Reticente a conversar este anciano sólo acierta a responder que tiene hijos, pero no recuerda sus nombres. Su boca pastosa de saliva da fe de la sed que lo sofoca. Cierra sus ojos de agotamiento y los abre para cambiarse de posición.
> ¿Entonces usted ahorita duerme en la calle?
“Sí”.
> ¿Cuánto tiempo tiene durmiendo en la calle?,
“Tengo bastante tiempo”.
“Este hombre todo el tiempo está tirado en el sol y la comunidad de Reynosa lo ve así y no hace nada por ayudarlo; todos los días cuando pasamos al transporte le damos de beber, yo creo que es el momento de poderlo ayudar”, comenta un vecino, mientras los del negocio de enfrente se asoman curiosos al mirar las cámaras, pero no rinden ninguna declaración.
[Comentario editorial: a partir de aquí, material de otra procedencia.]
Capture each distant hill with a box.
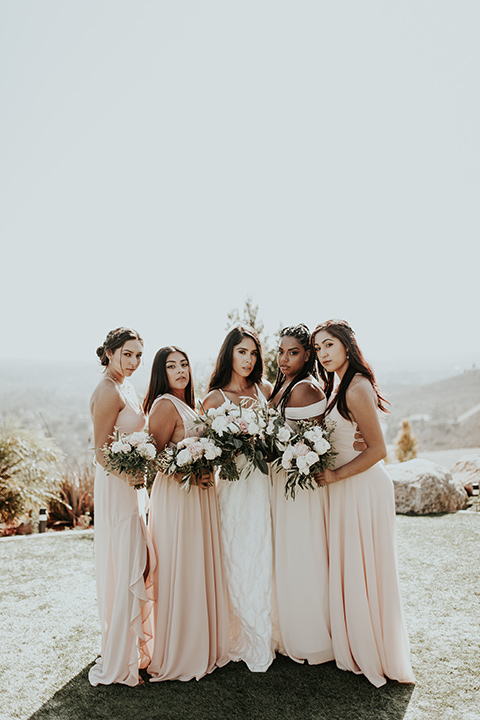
[384,370,480,450]
[0,361,480,463]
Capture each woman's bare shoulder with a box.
[202,388,225,410]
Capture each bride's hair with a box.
[311,319,390,421]
[270,323,316,416]
[97,327,143,367]
[208,325,263,392]
[143,345,195,414]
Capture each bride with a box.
[204,325,273,672]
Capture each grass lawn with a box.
[0,512,480,720]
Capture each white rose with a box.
[128,432,146,447]
[177,448,192,467]
[305,450,320,467]
[277,425,292,442]
[144,443,157,460]
[313,438,331,455]
[297,455,310,475]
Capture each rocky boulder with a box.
[387,459,468,515]
[450,451,480,495]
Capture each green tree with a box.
[0,420,64,522]
[395,419,418,462]
[226,297,277,383]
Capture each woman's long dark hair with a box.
[270,323,316,417]
[311,319,390,421]
[208,325,263,392]
[143,345,195,414]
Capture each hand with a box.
[315,470,338,487]
[353,430,367,452]
[197,472,215,490]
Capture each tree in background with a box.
[395,419,418,462]
[225,297,277,383]
[0,420,64,523]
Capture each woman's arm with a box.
[319,378,387,485]
[148,398,179,452]
[92,381,125,467]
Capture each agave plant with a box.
[48,464,94,528]
[0,420,64,523]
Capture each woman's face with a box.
[107,340,143,377]
[232,337,258,378]
[313,330,348,374]
[165,352,190,393]
[277,335,310,380]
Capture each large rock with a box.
[450,452,480,495]
[388,459,468,515]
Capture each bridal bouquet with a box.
[198,400,268,480]
[159,437,222,492]
[275,420,337,499]
[102,428,157,490]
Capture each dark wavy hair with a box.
[270,323,317,417]
[97,327,143,367]
[311,318,390,421]
[208,325,263,392]
[143,345,195,414]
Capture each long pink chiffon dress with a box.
[148,394,230,682]
[271,390,333,665]
[328,406,415,687]
[88,378,155,685]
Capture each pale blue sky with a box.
[0,0,480,366]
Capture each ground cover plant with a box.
[0,512,480,720]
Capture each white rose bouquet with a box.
[275,420,337,499]
[102,428,157,490]
[159,437,222,492]
[198,400,268,480]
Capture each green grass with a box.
[0,512,480,720]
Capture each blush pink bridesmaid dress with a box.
[148,393,230,682]
[88,380,155,685]
[325,406,415,687]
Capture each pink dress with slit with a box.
[271,400,333,665]
[328,407,414,687]
[88,380,155,685]
[148,394,230,682]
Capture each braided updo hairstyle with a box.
[97,327,143,367]
[270,323,316,417]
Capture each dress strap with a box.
[285,398,327,420]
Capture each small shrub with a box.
[47,465,95,528]
[0,420,64,523]
[395,419,418,462]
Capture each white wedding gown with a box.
[217,392,274,672]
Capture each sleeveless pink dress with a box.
[271,381,333,665]
[148,394,229,682]
[88,380,155,685]
[328,407,415,687]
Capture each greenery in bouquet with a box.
[198,400,268,480]
[159,437,222,492]
[102,428,158,490]
[275,420,338,499]
[263,408,294,462]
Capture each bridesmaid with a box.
[312,320,414,687]
[270,325,333,664]
[204,325,273,672]
[144,347,229,682]
[88,327,155,685]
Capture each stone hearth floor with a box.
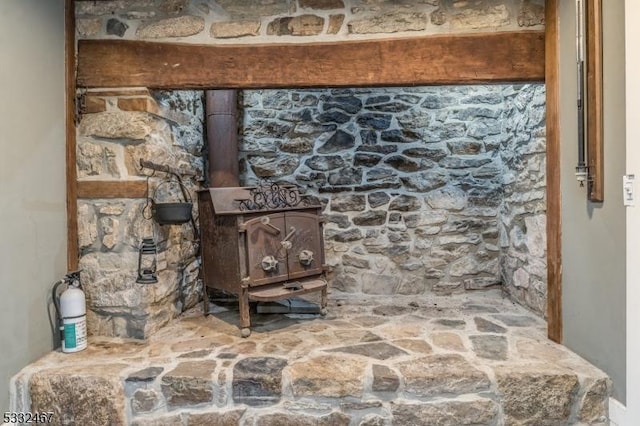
[12,290,610,426]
De pronto don Daniel se ve rodeado de personas, mas no se explica que hacen ni que conversan, las ignora y continúa “tirado” en el suelo; sus problemas son rebasados por la impotencia y la apatía de los demás.
Enseguida vuelve a quedarse solo, sin amigos, hijos o nietos a quienes acudir. Para él no existen los cumpleaños, como tampoco las fechas familiares o las muestras de cariño.
Tal vez alguien se apiade de este indigente, pero tal vez sólo voltearán a verlo para no tropezarse con él.